Das Kino - Um olhar crítico sobre o cinema

Jéssica Frazão é doutoranda na Escola de Comunicações e Artes da Universidade de São Paulo (USP) e escreve sobre cinema, artes e produção audiovisual.

Três séries da Catalunha para maratonar na Netflix

Colunista apresenta três seriados catalães à disposição no serviço de streaming

Das Kino - Um olhar crítico sobre o cinema

Jéssica Frazão é doutoranda na Escola de Comunicações e Artes da Universidade de São Paulo (USP) e escreve sobre cinema, artes e produção audiovisual.

Três séries da Catalunha para maratonar na Netflix

Colunista apresenta três seriados catalães à disposição no serviço de streaming

Línguas minoritárias no streaming

Produzidas originalmente para a TV3, emissora de televisão pública da Catalunha com conteúdo televisivo apenas em catalão, as séries que mencionarei nesta publicação vêm conquistando o público estrangeiro graças a possibilidade de acesso pelo serviço de streaming Netflix.

Estas produções funcionam como uma estratégia política e contribuem para disseminação da língua e cultura da região. Tudo começa por intermédio da Catalan Films & TV, um programa de internacionalização do audiovisual ligado ao ICEC (Instituto Catalão das Empresas Culturais).

Além do incentivo aos mercados e festivais internacionais, existe um encorajamento para coproduções, distribuição destes projetos e acompanhamento de projetos audiovisuais em suas distintas etapas do processo. É dessa forma que a Netflix, uma das maiores empresas estrangeiras de distribuição e parceiras do ICEC, viabiliza o acesso a séries e filmes em idioma catalão.

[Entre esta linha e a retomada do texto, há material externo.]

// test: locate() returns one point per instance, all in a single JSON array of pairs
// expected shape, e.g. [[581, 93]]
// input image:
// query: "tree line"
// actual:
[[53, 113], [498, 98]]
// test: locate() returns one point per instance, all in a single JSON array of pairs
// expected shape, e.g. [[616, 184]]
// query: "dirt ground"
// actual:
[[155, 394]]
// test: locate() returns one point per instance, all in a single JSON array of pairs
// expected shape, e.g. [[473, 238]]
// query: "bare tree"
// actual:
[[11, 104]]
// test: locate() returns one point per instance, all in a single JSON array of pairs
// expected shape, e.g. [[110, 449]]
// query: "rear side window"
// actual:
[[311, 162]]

A Catalunha compõe 40% da indústria fílmica da Espanha e produz, em média, 80 longas-metragens ao ano. Uma destas obras é conhecida como Verão 1993, selecionada como representante espanhol na categoria de melhor filme estrangeiro no Oscar 2018. A título de comparação, um país com proporções como o Brasil produziu 185 longas-metragens em 2018.

Diferentemente do ICEC, que proporciona fomento estatal para produções locais, por aqui estamos sofrendo, desde abril de 2019, uma paralisação de verbas e censura voltadas para o principal órgão de produção de filmes e séries no país, a Agência Nacional do Cinema (Ancine), intermediadora do fomento para o audiovisual brasileiro.

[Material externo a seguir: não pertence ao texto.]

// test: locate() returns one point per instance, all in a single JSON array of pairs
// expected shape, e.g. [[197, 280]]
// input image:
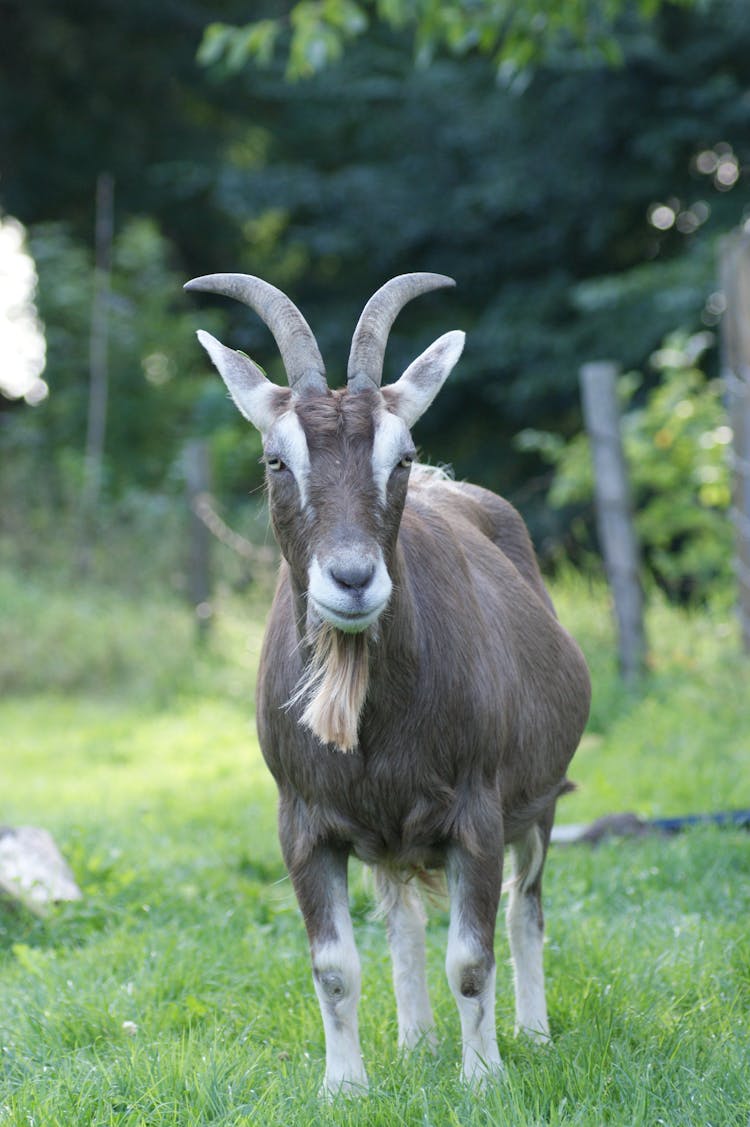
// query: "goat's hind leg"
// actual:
[[526, 932], [405, 921]]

As agências de fomento, sendo lugar da cultura, são também espaços privilegiados para narrativas televisivas e ficcionais experimentais. Em corrente iniciada na Austrália e no Reino Unido, a Catalunha prioriza as indústrias culturais e criativas como fator de competitividade e desenvolvimento econômico e cultural.

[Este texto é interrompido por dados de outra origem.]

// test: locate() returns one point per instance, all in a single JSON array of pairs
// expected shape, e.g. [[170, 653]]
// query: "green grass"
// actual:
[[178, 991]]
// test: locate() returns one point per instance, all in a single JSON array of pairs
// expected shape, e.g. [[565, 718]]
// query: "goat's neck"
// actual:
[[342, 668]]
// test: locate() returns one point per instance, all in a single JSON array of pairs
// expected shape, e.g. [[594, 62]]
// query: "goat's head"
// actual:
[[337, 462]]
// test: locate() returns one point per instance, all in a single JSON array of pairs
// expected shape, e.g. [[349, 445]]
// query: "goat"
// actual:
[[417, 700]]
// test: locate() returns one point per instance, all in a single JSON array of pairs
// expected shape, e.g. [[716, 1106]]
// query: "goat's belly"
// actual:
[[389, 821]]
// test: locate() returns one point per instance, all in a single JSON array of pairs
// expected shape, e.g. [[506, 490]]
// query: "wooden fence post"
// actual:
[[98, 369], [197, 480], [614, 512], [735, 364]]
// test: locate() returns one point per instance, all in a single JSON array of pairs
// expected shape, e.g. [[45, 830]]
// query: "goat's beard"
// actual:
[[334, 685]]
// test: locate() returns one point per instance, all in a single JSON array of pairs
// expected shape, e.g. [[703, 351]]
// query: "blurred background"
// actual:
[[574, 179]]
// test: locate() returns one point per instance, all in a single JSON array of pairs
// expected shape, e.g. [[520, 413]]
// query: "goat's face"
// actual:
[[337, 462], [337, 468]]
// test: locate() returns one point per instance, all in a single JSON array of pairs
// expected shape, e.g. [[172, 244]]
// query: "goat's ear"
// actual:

Desse modo, além de cultura e arte, os órgãos responsáveis entendem que o audiovisual é também gerador de emprego e renda. A TV3, campeã de audiência, além de reforçar sua liderança durante todas as tentativas recentes de independentismo catalão, produz um número significativo de séries televisivas vencedoras de prêmios internacionais.

A universalidade dos temas e a normatização da língua nestas produções provocam uma naturalidade junto ao público estrangeiro. Ficou com curiosidade? Comento a seguir sobre três séries catalãs disponíveis na Netflix para maratonar.

1. Merlí

Sendo a mais conhecida série da Catalunha entre os brasileiros, Merlí nos apresenta a história de um professor de filosofia do ensino médio que, por meio de métodos de ensino nada convencionais, incentiva seus alunos a pensarem criticamente.

Criada por Héctor Lozano e dirigida por Eduard Cortés, a produção conta com três temporadas e tem o intuito de mostrar, por meio do humor, como a filosofia pode ser apaixonante, agradável e estimulante, atividade do pensamento não pertencente unicamente aos eruditos.

Extremamente bem recebida, Merlí é a segunda série de ficção mais bem-sucedida da TV3. O protagonista é anti-herói, subversivo, misógino e desajustado às convenções sociais. Pensando por este lado, poderia faltar interesse em ver a série, mas na medida em que vamos conhecendo mais da personalidade do protagonista, percebemos que o que ele faz é provocar, a seu modo, o senso crítico dos seus alunos.

Com metodologia próxima de Sócrates, que estimulava os cidadãos atenienses a buscarem a verdade por meio da dúvida, este professor de Filosofia utiliza piadas e ironia para incentivar com que o estudante pense por si mesmo e enfrente os desafios do cotidiano.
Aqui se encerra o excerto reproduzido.